The very first notes on the accordion evoke the scent of a sea breeze bringing the smell of salt and seaweed to the listener. Together with the guitar and the mandolin, the calls of seagulls come to your mind. And when the polyphonic singing begins, you are right there—by the sea. You can hear the surf and feel the wind. However, all of this happens in the centre of the Keltensteinhalle hall in the Weinheim district of Rippenweier, more than 500 kilometres from any coast. Actually, it can’t get much further away from the sea in Europe than that.
And yet the Odenwälder Shanty Chor manages after just a few bars to transport its listeners to the place its songs tell of. To the sea—the place where Schann Scheid from Fränkisch-Crumbach once performed his heroic deeds. Manfred Maser, lyricist and narrator in the Odenwälder Shanty Chor, talks about him when the question arises as to why a choir is singing about the sea here in the Odenwald of all places, where only rocks form seas. After all, Schann Scheid sailed the Seven Seas in the 19th century and was the first Odenwald native to go ashore on many coasts.
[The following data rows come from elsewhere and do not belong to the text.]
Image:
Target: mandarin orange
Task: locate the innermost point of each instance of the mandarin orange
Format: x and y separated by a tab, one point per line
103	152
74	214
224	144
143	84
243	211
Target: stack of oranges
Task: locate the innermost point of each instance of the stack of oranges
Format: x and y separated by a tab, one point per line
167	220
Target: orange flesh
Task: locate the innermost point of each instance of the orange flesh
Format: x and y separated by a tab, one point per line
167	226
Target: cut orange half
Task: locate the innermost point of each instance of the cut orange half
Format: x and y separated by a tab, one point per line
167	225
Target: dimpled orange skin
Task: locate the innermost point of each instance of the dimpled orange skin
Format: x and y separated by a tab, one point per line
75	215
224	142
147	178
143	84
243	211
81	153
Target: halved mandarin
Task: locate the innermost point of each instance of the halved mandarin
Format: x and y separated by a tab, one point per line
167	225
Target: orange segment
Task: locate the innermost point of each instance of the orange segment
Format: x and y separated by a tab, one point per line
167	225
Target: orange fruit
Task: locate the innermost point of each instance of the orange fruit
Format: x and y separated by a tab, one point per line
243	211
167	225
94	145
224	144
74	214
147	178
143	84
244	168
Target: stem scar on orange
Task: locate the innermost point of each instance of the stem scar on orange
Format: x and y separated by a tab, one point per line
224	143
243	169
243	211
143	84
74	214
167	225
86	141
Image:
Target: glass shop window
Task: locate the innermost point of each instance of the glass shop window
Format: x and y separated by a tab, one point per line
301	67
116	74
He founded a shanty choir when he returned home after 25 years at sea. “This story is documented and well researched,” Manfred adds, “by imaginary Prof. Dr. Alfons Netwohr in the role of director of an institute for speculative local history based in Fränkisch Crumbach.”
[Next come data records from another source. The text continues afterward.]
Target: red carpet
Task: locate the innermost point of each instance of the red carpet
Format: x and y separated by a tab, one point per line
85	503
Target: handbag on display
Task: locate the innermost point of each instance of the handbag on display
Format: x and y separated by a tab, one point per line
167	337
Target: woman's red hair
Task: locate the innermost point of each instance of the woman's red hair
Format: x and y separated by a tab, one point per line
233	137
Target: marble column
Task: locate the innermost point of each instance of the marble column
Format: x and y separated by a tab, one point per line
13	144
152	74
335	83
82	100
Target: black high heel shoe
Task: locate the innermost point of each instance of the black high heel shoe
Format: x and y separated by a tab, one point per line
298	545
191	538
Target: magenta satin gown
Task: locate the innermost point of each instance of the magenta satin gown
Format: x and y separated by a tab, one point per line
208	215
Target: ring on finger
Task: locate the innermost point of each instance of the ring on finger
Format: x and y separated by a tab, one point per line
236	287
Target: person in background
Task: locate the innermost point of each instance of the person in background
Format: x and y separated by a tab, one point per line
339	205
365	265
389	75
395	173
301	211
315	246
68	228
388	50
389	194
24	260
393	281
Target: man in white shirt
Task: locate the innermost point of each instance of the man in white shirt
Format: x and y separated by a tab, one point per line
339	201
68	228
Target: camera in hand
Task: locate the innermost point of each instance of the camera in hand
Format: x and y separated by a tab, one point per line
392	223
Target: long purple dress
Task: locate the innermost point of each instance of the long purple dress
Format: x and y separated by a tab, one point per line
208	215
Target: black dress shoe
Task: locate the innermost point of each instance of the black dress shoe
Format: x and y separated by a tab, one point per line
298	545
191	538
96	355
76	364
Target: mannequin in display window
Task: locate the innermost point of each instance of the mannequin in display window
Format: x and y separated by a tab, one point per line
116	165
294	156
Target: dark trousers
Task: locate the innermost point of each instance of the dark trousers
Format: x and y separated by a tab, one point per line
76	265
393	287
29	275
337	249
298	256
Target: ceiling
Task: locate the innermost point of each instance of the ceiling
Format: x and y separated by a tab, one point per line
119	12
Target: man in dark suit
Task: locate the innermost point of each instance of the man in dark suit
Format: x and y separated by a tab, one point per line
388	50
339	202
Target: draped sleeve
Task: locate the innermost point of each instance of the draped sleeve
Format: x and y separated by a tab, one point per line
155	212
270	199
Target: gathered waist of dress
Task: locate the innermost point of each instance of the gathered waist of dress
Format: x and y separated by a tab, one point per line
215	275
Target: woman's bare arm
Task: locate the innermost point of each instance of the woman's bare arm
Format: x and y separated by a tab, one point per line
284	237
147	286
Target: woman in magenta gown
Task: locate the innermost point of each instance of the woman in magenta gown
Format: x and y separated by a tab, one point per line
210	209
While Manfred tells the story of Schann Scheid with dignified seriousness, Gabi Walther sits next to him having a hard time hiding her smile, even though she has heard the story many times before. After all, Alfons Netwohr, who incidentally looks remarkably like Manfred, is part of every concert. Gabi was there when the then still nameless choir was founded.
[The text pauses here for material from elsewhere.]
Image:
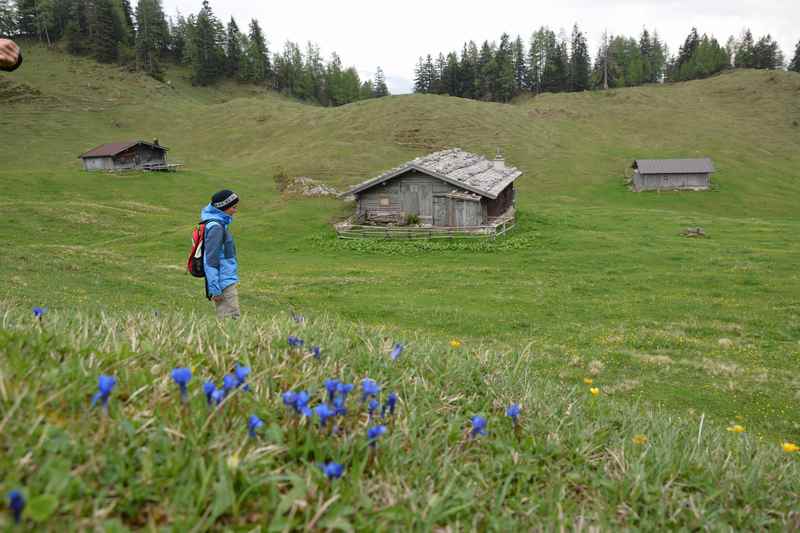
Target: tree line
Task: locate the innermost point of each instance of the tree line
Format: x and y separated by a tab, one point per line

In 1989, it was Odenwald locals—well-travelled, like the imaginary Schann Scheid—who returned to their homeland with shanties in their luggage. The brothers Arno and Thilo Spilger had worked as carpenters on a sailing ship and convinced their friend Matz Scheid that sea shanties also sounded good on dry land. Andrea, the sister of Arno and Thilo, joined in. And so it became clear that this shanty choir was not to remain an all-male organisation. A pub landlord told Gabi and some female friends about the new choir at the time and encouraged them to go to a rehearsal. “That was on a Friday evening,” Gabi remembers. “I had actually imagined something else than singing sea shanties in a living room.” But she has now been doing it for over 30 years!